Unlock stock picks and a broker-level newsfeed that powers Wall Street.
What Is The Future of Big Data?

Originally published by Bernard Marr on LinkedIn: What Is The Future of Big Data?

I have had the pleasure to speak to Mike Olson, one of the founders of Cloudera, to explore the future of big data.

Cloudera was established in 2008, when few had heard of the term “Big Data”, and has gone on to establish itself as a driving force in the field. Not only does it provide the Open Source technology which underpins many of today’s most demanding and ground breaking analytics projects. It also invests heavily in the development of new tools and applications which are opening up access to technologies such as machine learning, real time analytics, and more efficient use of unstructured data to a bigger than ever potential user base.

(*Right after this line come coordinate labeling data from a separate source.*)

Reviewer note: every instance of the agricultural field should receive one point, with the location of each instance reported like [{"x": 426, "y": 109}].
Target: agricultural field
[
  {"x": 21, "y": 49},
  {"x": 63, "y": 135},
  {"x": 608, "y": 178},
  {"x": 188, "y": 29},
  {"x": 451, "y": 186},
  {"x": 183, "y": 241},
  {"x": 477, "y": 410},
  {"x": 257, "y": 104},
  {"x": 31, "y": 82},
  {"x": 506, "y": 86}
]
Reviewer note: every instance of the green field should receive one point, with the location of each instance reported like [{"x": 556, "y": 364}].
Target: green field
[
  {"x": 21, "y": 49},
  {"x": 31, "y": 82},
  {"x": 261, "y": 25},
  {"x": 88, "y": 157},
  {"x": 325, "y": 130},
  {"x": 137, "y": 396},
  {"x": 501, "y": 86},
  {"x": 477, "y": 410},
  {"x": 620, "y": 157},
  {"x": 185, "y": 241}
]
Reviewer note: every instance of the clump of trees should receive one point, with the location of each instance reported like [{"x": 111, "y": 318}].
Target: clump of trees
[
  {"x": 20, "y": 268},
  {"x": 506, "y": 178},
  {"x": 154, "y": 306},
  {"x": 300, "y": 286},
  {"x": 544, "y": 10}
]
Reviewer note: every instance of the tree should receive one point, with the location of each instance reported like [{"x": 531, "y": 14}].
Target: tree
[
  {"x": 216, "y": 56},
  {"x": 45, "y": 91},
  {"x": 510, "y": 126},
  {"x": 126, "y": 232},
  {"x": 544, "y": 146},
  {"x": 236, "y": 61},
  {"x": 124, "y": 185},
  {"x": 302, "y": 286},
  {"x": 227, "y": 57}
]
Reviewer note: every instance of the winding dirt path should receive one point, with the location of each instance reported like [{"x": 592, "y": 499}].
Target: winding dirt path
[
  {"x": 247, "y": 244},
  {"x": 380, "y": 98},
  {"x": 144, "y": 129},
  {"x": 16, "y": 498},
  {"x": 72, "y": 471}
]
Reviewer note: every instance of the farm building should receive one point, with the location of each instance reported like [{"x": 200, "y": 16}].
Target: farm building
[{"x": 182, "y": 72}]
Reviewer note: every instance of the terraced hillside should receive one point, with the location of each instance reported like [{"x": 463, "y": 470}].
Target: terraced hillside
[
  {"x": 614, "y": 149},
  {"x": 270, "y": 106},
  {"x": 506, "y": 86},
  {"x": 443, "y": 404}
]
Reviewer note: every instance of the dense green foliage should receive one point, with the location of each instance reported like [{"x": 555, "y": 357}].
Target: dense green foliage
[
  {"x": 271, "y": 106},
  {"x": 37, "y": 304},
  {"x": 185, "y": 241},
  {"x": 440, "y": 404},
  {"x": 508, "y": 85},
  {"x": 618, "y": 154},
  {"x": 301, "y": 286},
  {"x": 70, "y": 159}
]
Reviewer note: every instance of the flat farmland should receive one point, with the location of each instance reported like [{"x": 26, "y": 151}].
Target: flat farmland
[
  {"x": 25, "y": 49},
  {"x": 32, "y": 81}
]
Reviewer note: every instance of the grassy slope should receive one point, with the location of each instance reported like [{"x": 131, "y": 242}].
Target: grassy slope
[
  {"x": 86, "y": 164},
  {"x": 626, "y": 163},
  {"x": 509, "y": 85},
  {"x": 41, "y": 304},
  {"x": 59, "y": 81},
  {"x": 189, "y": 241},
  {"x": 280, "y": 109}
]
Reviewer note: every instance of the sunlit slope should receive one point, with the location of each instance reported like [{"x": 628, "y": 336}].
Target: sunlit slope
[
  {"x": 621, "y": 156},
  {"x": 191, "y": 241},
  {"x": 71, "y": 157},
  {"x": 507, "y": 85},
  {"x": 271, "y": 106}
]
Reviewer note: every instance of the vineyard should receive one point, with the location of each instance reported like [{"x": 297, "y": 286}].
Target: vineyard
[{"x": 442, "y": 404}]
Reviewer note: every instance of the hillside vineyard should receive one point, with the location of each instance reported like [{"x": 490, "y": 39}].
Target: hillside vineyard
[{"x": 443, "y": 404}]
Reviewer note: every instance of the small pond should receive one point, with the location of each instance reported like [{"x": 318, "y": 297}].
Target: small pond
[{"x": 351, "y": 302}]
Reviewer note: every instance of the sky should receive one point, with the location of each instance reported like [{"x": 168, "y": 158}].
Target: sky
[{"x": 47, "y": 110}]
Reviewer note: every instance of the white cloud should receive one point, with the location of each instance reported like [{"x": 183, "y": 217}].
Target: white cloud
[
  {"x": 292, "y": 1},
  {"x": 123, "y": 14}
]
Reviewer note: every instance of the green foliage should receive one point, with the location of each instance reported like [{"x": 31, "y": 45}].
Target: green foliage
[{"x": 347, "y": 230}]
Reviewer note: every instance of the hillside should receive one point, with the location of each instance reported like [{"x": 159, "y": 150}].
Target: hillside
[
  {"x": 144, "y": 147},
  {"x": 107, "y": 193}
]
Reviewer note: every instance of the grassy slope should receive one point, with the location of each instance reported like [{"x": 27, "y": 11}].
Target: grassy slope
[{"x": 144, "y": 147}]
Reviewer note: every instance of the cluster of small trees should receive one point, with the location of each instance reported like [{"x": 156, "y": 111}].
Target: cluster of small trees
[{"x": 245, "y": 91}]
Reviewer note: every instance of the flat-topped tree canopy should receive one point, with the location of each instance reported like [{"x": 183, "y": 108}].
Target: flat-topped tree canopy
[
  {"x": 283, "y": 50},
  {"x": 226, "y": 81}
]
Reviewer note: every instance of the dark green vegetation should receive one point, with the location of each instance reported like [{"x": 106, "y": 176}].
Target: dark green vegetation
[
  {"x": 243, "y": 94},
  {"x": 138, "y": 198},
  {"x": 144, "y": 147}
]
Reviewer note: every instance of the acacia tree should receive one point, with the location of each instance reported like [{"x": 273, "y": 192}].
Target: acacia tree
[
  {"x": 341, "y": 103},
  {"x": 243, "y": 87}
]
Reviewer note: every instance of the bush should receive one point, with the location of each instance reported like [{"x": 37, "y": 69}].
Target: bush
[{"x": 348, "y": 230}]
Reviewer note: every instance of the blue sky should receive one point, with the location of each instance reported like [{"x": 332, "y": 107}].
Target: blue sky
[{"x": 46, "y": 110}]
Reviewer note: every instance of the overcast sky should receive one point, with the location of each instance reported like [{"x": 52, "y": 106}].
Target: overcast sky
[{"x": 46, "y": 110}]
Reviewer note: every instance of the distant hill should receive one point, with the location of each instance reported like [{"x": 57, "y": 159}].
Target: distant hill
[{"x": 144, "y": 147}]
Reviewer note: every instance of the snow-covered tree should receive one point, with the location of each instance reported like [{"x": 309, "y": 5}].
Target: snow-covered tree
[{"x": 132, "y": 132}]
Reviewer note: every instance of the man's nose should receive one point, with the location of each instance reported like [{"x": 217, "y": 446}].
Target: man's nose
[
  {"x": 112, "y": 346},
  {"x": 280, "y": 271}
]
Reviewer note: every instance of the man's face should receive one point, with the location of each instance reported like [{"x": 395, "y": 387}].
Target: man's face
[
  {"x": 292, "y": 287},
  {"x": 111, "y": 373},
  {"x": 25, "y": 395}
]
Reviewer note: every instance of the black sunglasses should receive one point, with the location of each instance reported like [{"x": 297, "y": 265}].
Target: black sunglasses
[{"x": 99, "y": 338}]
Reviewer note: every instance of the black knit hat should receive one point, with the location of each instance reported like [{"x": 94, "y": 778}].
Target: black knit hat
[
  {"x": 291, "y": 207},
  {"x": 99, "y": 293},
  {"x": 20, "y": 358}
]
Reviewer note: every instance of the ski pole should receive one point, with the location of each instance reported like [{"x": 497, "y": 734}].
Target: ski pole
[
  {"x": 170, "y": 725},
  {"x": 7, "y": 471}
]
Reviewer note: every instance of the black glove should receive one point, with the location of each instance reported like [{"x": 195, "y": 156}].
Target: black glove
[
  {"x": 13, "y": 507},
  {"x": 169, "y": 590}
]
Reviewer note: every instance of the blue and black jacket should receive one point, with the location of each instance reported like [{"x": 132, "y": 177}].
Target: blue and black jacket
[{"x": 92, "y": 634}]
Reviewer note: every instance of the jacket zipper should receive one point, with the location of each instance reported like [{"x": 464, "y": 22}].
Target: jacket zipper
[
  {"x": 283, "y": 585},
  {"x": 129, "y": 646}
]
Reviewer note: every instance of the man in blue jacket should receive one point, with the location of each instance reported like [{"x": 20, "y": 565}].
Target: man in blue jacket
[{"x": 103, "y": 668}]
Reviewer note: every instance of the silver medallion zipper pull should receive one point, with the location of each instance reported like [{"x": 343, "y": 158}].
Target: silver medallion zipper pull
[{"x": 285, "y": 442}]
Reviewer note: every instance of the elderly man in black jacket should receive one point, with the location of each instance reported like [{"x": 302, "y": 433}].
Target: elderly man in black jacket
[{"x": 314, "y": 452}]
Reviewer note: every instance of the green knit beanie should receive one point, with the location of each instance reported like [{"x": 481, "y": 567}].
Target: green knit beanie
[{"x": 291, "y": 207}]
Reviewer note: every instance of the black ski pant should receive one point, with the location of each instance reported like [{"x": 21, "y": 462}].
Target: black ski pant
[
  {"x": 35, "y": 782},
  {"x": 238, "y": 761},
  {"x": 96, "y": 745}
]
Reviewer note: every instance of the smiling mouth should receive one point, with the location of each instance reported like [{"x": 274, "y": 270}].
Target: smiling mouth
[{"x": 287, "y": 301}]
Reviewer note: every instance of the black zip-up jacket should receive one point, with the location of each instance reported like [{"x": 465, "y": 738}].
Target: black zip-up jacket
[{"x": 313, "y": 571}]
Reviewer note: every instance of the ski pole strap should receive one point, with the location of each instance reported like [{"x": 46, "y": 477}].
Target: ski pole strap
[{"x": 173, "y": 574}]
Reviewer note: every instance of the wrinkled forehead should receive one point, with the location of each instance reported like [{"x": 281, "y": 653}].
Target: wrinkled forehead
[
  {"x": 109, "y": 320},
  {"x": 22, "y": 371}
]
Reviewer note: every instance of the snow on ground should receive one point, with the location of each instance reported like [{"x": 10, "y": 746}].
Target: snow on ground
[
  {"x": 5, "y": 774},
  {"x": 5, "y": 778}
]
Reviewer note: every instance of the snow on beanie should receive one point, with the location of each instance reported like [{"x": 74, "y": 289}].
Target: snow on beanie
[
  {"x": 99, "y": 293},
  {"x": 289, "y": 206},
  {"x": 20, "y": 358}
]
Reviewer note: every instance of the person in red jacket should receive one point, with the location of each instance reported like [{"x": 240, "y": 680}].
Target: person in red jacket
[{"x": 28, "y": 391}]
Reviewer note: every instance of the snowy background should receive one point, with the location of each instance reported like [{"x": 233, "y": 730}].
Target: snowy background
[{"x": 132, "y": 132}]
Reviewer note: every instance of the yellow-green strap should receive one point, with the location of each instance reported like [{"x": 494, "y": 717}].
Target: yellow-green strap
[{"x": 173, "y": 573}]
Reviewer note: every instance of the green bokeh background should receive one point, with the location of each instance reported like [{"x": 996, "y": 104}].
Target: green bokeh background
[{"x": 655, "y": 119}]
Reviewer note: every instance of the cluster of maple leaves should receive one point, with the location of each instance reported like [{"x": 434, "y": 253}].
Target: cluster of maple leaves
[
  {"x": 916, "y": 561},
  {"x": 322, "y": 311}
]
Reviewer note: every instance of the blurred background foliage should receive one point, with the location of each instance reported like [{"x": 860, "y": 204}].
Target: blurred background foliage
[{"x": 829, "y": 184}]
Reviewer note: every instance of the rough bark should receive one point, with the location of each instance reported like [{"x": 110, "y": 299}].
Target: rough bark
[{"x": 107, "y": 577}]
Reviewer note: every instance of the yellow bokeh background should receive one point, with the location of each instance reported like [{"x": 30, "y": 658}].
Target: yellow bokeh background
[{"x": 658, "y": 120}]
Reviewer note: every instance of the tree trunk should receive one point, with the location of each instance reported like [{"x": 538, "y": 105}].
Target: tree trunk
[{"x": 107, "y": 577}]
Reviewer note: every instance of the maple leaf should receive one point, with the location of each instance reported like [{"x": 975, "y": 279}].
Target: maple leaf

After leaving Oracle, Olson worked on developing open source database software before teaming up with former Yahoo, Google and Facebook engineers who had previous experience with Hadoop.

In 2009 their company, Cloudera, became the first commercial vendor of Hadoop, facilitating an explosion in the use of Big Data analytics in industry. Hadoop offered affordable access to large scale distributed storage and the fundamental technologies such as MapReduce, necessary for what we today call Big Data projects.

Olson tells me “When we started in 2008 no one was talking about Big Data at all. The only people who knew about Hadoop were Java programmers working for Facebook or Yahoo.

“So in the early days we had to be super-evangelical. Why does data matter? Why do we need so much of it, and why is this platform the right approach?”

Fast forward just three or four years and this is no longer the case – every analyst is declaring that Big Data is the tool which will redefine business and the strange sounding word “Hadoop” is on the tip of every tongue in the tech industry.

However, it still existed primarily as two somewhat complex components – the HDFS file system which allows huge amounts of data to be spread across vast volumes of cheap, off-the-shelf storage components. And the MapReduce framework which enables that data to be retrieved and processed.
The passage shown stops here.